Damit die Menschen diese Wünsche auch in Zukunft leben können, dürfen wir aber nicht einfach weiter machen wie bisher: Deutschlands Bevölkerungspyramide steht Kopf, immer weniger Junge stehen der wachsenden Gruppe Älterer gegenüber. Wenn in den nächsten 20-30 Jahren die geburtenstarken Jahrgänge („Babyboomer“) nach und nach Unterstützung benötigen, wird dies unsere Gesellschaft vor große Herausforderungen stellen. Die Pflege der Zukunft zu organisieren, wird uns vor große Herausforderungen stellen. Wir müssen sie heute anpacken und innovative, kreative Ideen und Lösungen suchen.

Technische Geräte, wozu auch Roboter gehören, sind dabei sicher kein Allheilmittel, aber sie können einen wichtigen Beitrag leisten.
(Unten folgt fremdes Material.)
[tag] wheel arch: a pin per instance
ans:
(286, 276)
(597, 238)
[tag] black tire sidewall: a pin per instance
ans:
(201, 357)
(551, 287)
Sie tun dies ja bereits heute: In der Intensivmedizin, bei elektronischen Rollstühlen oder bei häuslichen Überwachungssystemen. Dabei bringt es wenig, Schreckensszenarien von eingesperrten alten kranken Menschen zu zeichnen, die in ihrer Einsamkeit ausschließlich von menschenähnlichen Robotern umsorgt werden und echte Menschen nur noch dann zu Gesicht bekommen, wenn die Pflegemaschinen gewartet werden. So möchte niemand gepflegt werden und so stelle ich mir die Zukunft der Pflege auch nicht vor. Liebevolle Zuwendung und Nähe braucht der Mensch vom Menschen. Sie lässt sich nicht durch Maschinen ersetzen. Technik darf die Menschen in der Pflege nicht verdrängen. Sie kann ihnen aber helfen.

Wenn ein Heberoboter die Pflegekraft entlastet, bleibt mehr Energie für emotionale Zuwendung, weil der Rücken nicht so weh tut. Wenn Hausnotrufsysteme Angehörige oder dem Pflegedienst im Notfall Bescheid geben, kann der Mensch länger selbständig und im vertrauten Zuhause leben.

Pflegende Angehörige gehen häufig an ihre Grenzen, und oft darüber hinaus. Es kostet nicht nur viel Zeit, sich um pflegebedürftige oder demenzkranke Angehörige zu kümmern – es ist auch körperlich und emotional belastend. Altersgerechte Assistenzsysteme können Pausen verschaffen. Es bleibt mehr Zeit zum Durchatmen, wenn Angehörige nicht rund um die Uhr in der Häuslichkeit bleiben müssen. Intelligente Haustechnik und Kommunikationsgeräte können erkrankten Menschen und ihrem Angehörigen für kürzere Zeit Sicherheit und Vertrauen geben. Menschen, die pflegen, brauchen Zeit für sich selbst – auch um sich anschließend mit frischer Energie um Partner*in, Eltern, oder Freund*in kümmern zu können.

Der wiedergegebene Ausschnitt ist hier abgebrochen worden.